Efficient SNN multi-cores MAC array acceleration on SpiNNaker 2

• Published in: Frontiers in neuroscience Vol. 17; p. 1223262
• Main Authors: Huang, Jiaxin, Kelber, Florian, Vogginger, Bernhard, Liu, Chen, Kreutz, Felix, Gerhards, Pascal, Scholz, Daniel, Knobloch, Klaus, Mayr, Christian G.
• Format: Journal Article
• Language: English
• Published: Lausanne Frontiers Research Foundation 07.08.2023; Frontiers Media S.A
• Subjects: Algorithms; Firing pattern; MAC array; multi-core load balancing deployment; Nervous system; Neural networks; Neurons; Neuroscience; Optimization algorithms; SNN; Software; Sparsity; SpGEMM; SpiNNaker 2; Temporal lobe
• ISSN: 1662-453X; 1662-4548; 1662-453X
• DOI: 10.3389/fnins.2023.1223262

The potential low-energy feature of the spiking neural network (SNN) engages the attention of the AI community.
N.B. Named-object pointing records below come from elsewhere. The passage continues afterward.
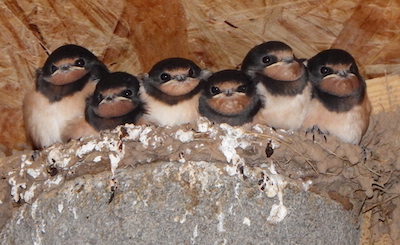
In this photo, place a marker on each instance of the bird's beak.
(112, 98)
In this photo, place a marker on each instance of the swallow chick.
(230, 96)
(339, 105)
(171, 91)
(282, 80)
(115, 102)
(67, 78)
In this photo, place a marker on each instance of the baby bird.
(339, 105)
(67, 78)
(115, 102)
(282, 81)
(230, 96)
(171, 91)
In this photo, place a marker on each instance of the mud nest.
(362, 179)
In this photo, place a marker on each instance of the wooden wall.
(132, 35)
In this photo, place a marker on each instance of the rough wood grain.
(133, 35)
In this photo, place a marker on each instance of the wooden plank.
(384, 93)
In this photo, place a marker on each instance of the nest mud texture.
(364, 180)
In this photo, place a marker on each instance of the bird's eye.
(325, 70)
(215, 90)
(53, 69)
(80, 62)
(128, 93)
(267, 60)
(242, 88)
(165, 77)
(190, 72)
(353, 69)
(100, 97)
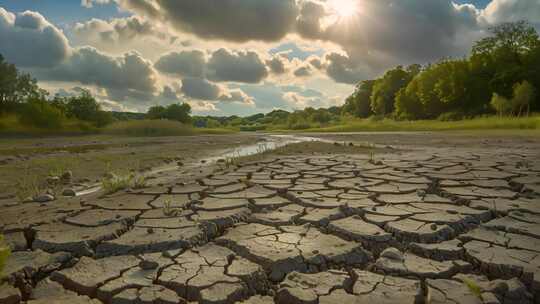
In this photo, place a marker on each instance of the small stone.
(67, 176)
(52, 180)
(69, 192)
(43, 198)
(148, 265)
(392, 254)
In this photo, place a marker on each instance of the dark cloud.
(198, 88)
(184, 64)
(315, 62)
(342, 69)
(277, 65)
(29, 40)
(385, 33)
(168, 93)
(127, 76)
(244, 67)
(115, 31)
(513, 10)
(233, 20)
(302, 71)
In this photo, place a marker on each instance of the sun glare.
(345, 8)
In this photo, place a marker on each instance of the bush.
(252, 128)
(39, 113)
(451, 116)
(149, 128)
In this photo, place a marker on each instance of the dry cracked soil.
(429, 224)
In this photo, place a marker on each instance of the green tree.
(504, 55)
(38, 112)
(83, 107)
(15, 87)
(500, 104)
(359, 103)
(523, 96)
(178, 112)
(385, 89)
(156, 112)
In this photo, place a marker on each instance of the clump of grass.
(149, 128)
(5, 251)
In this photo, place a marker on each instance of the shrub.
(500, 104)
(39, 113)
(252, 128)
(451, 116)
(149, 128)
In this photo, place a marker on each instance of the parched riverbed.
(346, 218)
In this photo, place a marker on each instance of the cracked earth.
(433, 225)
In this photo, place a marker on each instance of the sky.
(237, 57)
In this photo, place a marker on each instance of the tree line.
(500, 76)
(33, 106)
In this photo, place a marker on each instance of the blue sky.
(236, 56)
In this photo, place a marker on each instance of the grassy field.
(157, 128)
(483, 123)
(11, 126)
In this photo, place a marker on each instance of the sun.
(344, 8)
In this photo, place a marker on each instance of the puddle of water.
(268, 143)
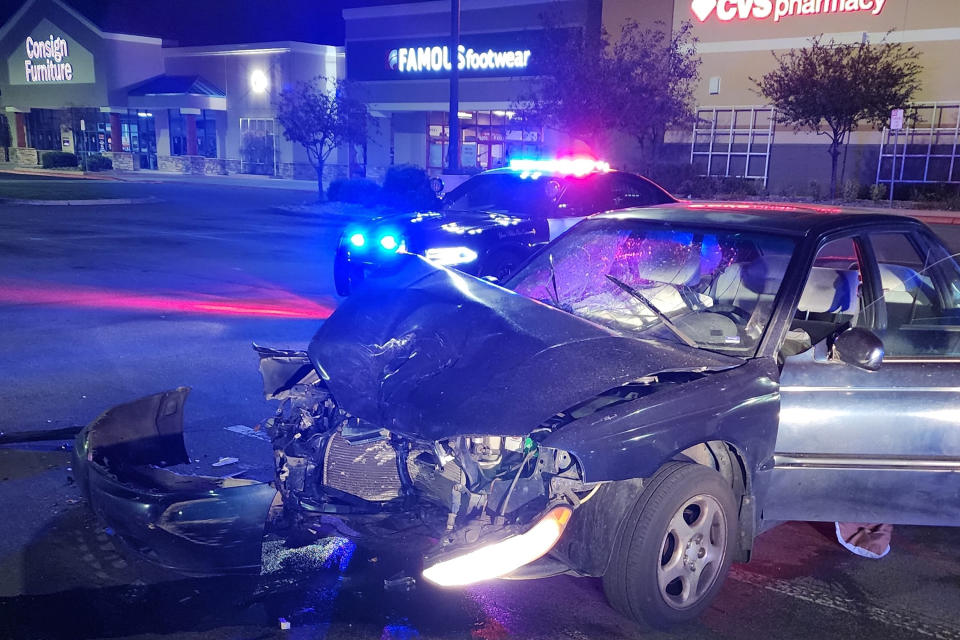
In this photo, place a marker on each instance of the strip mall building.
(177, 109)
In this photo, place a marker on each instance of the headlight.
(500, 558)
(389, 242)
(358, 240)
(448, 256)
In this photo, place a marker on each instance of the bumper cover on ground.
(199, 525)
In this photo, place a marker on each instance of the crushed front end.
(473, 507)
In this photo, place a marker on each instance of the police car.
(492, 222)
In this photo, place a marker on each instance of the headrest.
(895, 277)
(830, 291)
(764, 275)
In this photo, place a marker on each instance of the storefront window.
(488, 139)
(257, 149)
(206, 134)
(43, 128)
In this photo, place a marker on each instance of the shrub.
(850, 190)
(674, 176)
(355, 190)
(878, 192)
(54, 159)
(407, 188)
(97, 162)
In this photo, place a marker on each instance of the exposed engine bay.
(337, 473)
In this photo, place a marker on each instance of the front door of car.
(883, 446)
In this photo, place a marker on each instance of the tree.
(321, 115)
(592, 88)
(831, 88)
(5, 138)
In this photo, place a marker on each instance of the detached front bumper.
(199, 525)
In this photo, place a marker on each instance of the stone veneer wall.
(304, 171)
(24, 156)
(121, 160)
(195, 165)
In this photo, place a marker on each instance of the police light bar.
(566, 166)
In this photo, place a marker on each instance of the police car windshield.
(713, 289)
(500, 193)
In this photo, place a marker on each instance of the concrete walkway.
(147, 175)
(236, 180)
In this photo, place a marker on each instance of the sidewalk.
(69, 174)
(149, 175)
(235, 180)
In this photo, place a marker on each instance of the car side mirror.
(859, 348)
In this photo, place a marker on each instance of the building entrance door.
(143, 140)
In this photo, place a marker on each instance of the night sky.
(209, 22)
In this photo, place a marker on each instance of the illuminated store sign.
(49, 56)
(729, 10)
(425, 59)
(45, 61)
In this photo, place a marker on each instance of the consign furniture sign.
(50, 56)
(730, 10)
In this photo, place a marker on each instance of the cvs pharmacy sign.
(729, 10)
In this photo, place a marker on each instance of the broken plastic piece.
(402, 584)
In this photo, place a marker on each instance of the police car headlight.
(449, 256)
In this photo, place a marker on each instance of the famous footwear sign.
(50, 56)
(419, 59)
(729, 10)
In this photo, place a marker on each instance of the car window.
(717, 287)
(499, 193)
(629, 191)
(831, 297)
(582, 196)
(921, 295)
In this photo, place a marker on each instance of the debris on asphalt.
(244, 430)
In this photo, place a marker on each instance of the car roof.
(784, 219)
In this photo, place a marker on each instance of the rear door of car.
(878, 446)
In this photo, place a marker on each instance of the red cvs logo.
(728, 10)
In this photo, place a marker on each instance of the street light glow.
(258, 81)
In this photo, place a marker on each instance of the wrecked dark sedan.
(643, 398)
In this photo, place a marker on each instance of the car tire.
(684, 522)
(501, 263)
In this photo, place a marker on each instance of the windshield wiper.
(643, 299)
(553, 280)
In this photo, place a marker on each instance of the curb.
(78, 203)
(69, 175)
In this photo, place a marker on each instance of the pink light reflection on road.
(279, 304)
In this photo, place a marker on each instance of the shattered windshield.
(500, 193)
(711, 289)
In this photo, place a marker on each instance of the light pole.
(453, 147)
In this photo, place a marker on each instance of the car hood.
(433, 353)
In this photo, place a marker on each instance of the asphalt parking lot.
(169, 285)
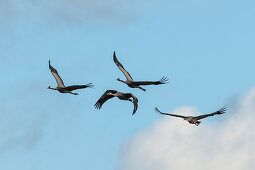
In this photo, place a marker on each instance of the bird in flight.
(135, 84)
(122, 96)
(61, 87)
(194, 119)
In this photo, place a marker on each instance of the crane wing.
(163, 80)
(135, 102)
(75, 87)
(120, 66)
(103, 99)
(221, 111)
(156, 109)
(56, 76)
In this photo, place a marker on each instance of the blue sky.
(205, 48)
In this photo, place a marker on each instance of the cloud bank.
(65, 11)
(173, 144)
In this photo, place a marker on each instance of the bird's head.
(197, 123)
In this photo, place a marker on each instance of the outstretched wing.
(135, 102)
(75, 87)
(156, 109)
(163, 80)
(56, 76)
(106, 96)
(120, 66)
(221, 111)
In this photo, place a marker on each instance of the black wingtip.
(156, 110)
(90, 85)
(223, 110)
(164, 80)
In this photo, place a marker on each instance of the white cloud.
(69, 12)
(173, 144)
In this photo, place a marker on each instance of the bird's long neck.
(52, 88)
(122, 81)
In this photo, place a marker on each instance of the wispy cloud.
(175, 144)
(67, 11)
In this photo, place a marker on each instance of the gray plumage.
(194, 119)
(122, 96)
(61, 87)
(129, 80)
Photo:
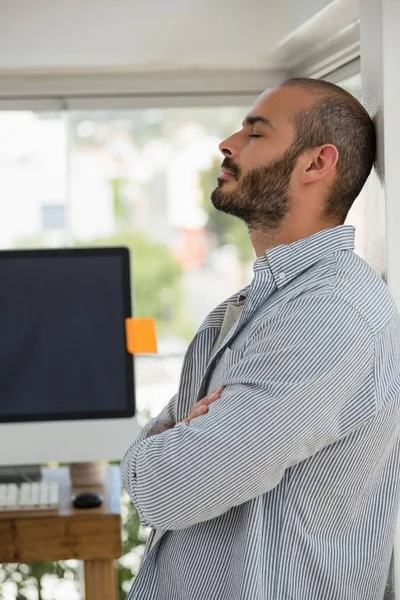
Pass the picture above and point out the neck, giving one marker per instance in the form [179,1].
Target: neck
[263,240]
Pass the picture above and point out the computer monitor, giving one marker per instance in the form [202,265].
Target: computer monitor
[66,377]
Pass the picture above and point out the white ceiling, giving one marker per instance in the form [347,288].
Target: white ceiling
[149,35]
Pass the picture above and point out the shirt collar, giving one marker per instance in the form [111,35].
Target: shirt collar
[287,261]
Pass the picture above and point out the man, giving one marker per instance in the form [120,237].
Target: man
[284,484]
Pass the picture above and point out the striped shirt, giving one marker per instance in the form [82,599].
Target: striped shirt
[288,487]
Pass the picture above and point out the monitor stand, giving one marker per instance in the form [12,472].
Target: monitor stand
[20,474]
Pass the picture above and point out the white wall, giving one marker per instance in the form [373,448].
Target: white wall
[147,36]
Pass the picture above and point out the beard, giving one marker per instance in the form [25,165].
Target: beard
[262,196]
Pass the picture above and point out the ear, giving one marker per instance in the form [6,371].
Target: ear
[319,163]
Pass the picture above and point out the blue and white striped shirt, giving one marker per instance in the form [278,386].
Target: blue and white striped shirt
[288,488]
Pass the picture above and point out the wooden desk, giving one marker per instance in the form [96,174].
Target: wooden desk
[92,535]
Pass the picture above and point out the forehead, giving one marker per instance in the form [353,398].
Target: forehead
[280,104]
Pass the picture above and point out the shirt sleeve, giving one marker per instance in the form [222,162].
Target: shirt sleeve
[168,413]
[305,380]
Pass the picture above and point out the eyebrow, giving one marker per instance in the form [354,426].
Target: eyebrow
[258,119]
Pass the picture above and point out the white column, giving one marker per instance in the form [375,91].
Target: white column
[380,70]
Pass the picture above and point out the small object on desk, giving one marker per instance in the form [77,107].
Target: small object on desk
[87,500]
[29,496]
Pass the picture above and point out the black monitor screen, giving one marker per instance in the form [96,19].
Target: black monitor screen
[62,335]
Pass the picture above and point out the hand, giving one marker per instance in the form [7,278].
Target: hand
[201,407]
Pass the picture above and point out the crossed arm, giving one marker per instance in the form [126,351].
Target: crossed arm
[291,394]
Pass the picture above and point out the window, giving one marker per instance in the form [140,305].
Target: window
[140,178]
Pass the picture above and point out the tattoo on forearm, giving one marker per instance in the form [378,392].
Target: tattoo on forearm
[161,427]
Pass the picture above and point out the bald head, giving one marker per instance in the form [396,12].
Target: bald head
[328,114]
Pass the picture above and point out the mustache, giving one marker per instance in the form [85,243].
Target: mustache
[231,166]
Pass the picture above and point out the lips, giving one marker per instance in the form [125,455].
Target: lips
[226,174]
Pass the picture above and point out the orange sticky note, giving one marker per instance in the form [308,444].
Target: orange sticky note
[141,336]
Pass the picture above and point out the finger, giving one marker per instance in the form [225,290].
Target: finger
[206,400]
[196,412]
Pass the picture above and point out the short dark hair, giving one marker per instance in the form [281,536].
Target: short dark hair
[337,118]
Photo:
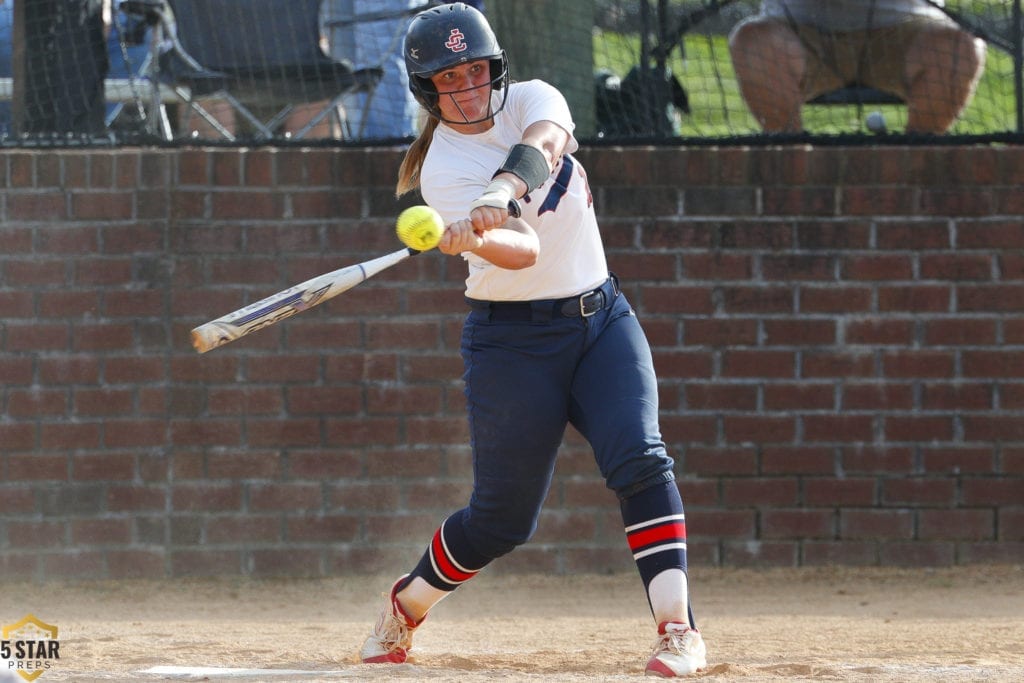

Only CPU-involved SNN processing inevitably results in an inherently long temporal span in the cases of large models and massive datasets. This study introduces the MAC array, a parallel architecture on each processing element (PE) of SpiNNaker 2, into the computational process of SNN inference. Based on the work of single-core optimization algorithms, we investigate the parallel acceleration algorithms for collaborating with multi-core MAC arrays. The proposed Echelon Reorder model information densification algorithm, along with the adapted multi-core two-stage splitting and authorization deployment strategies, achieves efficient spatio-temporal load balancing and optimization performance. We evaluate the performance by benchmarking a wide range of constructed SNN models to research on the influence degree of different factors. We also benchmark with two actual SNN models (the gesture recognition model of the real-world application and balanced random cortex-like network from neuroscience) on the neuromorphic multi-core hardware SpiNNaker 2. The echelon optimization algorithm with mixed processors realizes 74.28% and 85.78% memory footprint of the original MAC calculation on these two models, respectively. The execution time of echelon algorithms using only MAC or mixed processors accounts for ≤ 24.56% of the serial ARM baseline. Accelerating SNN inference with algorithms in this study is essentially the general sparse matrix-matrix multiplication (SpGEMM) problem. This article explicitly expands the application field of the SpGEMM issue to SNN, developing novel SpGEMM optimization algorithms fitting the SNN feature and MAC array.